Les employés, par exemple, pourraient se dire qu’ils n’auraient rien à perdre s’ils prennent le chemin de l’arbitrage. Dans un tel cas, voici des questions pour soumettre l’option des employés à l’épreuve de la réalité :
- Si le résultat de l’arbitrage est en votre faveur, qu’en sera-t-il de votre relation avec votre gestionnaire une fois que vous serez de retour au travail? Sera-t-elle positive?
- Quelle est l’importance de votre relation avec votre gestionnaire? Peuvent-ils influencer d’autres personnes?
- Si votre employeur est mécontent en raison de la façon dont vous avez géré le conflit, ce mécontentement peut-il avoir une incidence négative sur votre carrière? Vous offrira-t-il désormais des possibilités de la même façon qu’il le faisait avant l’arbitrage?
- Qu’arrivera-t-il si l’arbitre ne tranche pas en votre faveur? Quelle en est la probabilité? Quelles sont les conséquences sur votre réputation et les possibilités de carrière au sein de l’organisation qui vous emploie?

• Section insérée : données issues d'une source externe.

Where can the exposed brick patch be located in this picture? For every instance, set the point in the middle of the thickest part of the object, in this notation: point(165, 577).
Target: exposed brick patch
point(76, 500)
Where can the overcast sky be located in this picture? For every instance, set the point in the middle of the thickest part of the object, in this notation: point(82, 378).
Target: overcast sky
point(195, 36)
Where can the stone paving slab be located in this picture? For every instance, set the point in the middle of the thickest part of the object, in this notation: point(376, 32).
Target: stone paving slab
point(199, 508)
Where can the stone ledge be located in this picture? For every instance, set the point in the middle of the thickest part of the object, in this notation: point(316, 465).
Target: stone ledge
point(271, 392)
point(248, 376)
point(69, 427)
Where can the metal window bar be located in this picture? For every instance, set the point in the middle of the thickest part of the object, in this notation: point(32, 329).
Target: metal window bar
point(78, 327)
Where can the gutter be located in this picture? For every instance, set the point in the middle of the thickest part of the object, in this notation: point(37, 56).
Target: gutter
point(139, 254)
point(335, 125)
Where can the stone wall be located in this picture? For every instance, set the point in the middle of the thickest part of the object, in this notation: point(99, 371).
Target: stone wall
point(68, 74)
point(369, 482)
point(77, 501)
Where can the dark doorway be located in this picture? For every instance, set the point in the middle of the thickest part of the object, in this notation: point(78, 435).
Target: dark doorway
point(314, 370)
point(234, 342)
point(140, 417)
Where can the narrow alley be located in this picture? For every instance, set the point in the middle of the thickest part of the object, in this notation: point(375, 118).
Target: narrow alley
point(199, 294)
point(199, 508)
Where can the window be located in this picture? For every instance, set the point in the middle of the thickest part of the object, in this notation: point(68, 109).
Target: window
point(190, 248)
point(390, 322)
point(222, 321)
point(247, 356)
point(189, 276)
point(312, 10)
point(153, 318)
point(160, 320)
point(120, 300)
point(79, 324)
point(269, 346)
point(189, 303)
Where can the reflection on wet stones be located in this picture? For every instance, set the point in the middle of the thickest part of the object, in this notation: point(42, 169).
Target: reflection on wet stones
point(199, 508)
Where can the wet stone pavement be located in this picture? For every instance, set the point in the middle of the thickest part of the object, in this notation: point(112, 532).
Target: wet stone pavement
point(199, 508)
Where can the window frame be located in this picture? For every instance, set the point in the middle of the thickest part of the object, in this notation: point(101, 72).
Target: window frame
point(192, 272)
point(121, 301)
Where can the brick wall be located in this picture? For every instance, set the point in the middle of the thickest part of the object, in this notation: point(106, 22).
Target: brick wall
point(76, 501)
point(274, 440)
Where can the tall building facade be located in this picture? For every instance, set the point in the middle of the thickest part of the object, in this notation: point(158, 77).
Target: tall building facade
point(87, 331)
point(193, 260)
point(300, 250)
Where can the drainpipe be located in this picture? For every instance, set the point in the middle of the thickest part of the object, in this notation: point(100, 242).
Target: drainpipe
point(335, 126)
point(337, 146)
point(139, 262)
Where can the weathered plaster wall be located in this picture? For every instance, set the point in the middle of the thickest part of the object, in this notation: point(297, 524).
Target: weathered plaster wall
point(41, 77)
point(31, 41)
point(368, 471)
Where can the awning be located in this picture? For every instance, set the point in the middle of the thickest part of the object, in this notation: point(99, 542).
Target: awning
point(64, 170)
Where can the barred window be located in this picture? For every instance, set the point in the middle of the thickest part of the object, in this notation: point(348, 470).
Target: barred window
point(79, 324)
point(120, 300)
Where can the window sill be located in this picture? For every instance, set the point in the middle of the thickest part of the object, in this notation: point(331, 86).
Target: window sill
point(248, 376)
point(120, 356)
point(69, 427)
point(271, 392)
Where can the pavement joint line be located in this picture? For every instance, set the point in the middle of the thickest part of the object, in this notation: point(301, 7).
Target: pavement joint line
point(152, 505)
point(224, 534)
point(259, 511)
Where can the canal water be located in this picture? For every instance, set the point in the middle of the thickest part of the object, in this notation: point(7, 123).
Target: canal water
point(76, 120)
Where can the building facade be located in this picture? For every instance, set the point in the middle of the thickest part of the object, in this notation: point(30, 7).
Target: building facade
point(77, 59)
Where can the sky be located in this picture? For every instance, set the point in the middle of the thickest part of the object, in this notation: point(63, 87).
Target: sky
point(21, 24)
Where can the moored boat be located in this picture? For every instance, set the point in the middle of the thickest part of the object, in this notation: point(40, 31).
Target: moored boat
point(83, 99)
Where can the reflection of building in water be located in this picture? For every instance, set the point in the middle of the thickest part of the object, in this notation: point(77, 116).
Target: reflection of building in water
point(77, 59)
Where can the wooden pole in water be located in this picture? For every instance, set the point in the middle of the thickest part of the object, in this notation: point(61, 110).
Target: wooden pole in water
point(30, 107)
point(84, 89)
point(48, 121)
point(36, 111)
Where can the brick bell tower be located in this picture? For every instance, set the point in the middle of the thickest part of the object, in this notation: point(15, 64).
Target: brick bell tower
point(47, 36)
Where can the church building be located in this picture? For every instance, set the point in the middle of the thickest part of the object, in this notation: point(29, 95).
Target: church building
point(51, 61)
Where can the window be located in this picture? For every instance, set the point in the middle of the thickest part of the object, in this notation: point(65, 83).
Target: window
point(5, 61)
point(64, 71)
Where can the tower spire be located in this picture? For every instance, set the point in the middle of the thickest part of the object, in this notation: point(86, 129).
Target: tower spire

Quant aux gestionnaires, ils pourraient penser qu’ils peuvent imposer leur pouvoir décisionnel, sans en craindre les conséquences. Voici de bonnes questions pour soumettre l’option des gestionnaires à l’épreuve de la réalité :
- Avez-vous besoin de l’employée ou de l’employé en question? De ses compétences? De son expérience? Auriez-vous besoin de sa collaboration volontaire dans le cadre de projets à venir?
- Pourriez-vous la ou le perdre comme membre de l’équipe si vous ne résolvez pas le conflit?
- Même si l’issue de l’arbitrage est en votre faveur ou que vous imposez la réponse que vous désirez, l’employée ou l’employée ou ses collègues pourraient la rejeter? De quoi pourrait avoir l’air la situation?
- À quoi ressemblera le moral de votre équipe si vous ne résolvez pas le différend d’une façon mutuellement agréable? Quelles seraient les répercussions pour vous?
- Que penseraient vos employeurs si votre équipe est dans la tourmente?
Si les parties décident quand même de ne pas trouver une entente, elles prendront cette décision tout en comprenant les répercussions réalistes qui en découlent, et feront un choix éclairé plutôt que de prendre une décision aveuglément ou de façon ignorante.
Les bons médiateurs en milieu de travail élaborent une MSR de façon appropriée au fil de la conversation afin que les parties prennent des choix rationnels entre a) la meilleure ligne de conduite à adopter entre elles à la table de médiation, et b) la meilleure ligne de conduite à adopter unilatéralement si elle se retire de la table de médiation. Étant donné les conséquences négatives liées à la non-résolution d’un différend, beaucoup de parties se rendent compte que fournir des efforts sincères pour parvenir à une entente vaut la peine.
Utilisez la MSR pour créer de la flexibilité et encourager les parties à explorer les options avantageuses pour chacune d’elle, lorsque c’est possible.
Paul Godin est le fondateur de Katalyst Resolutions basé à Victoria. Il est un médiateur d’expérience, un avocat, un accompagnateur en résolution de conflits et un enquêteur qui a accumulé 20 ans d’expérience globale en formation de professionnels en négociation, à la résolution de conflits et à l’accompagnement.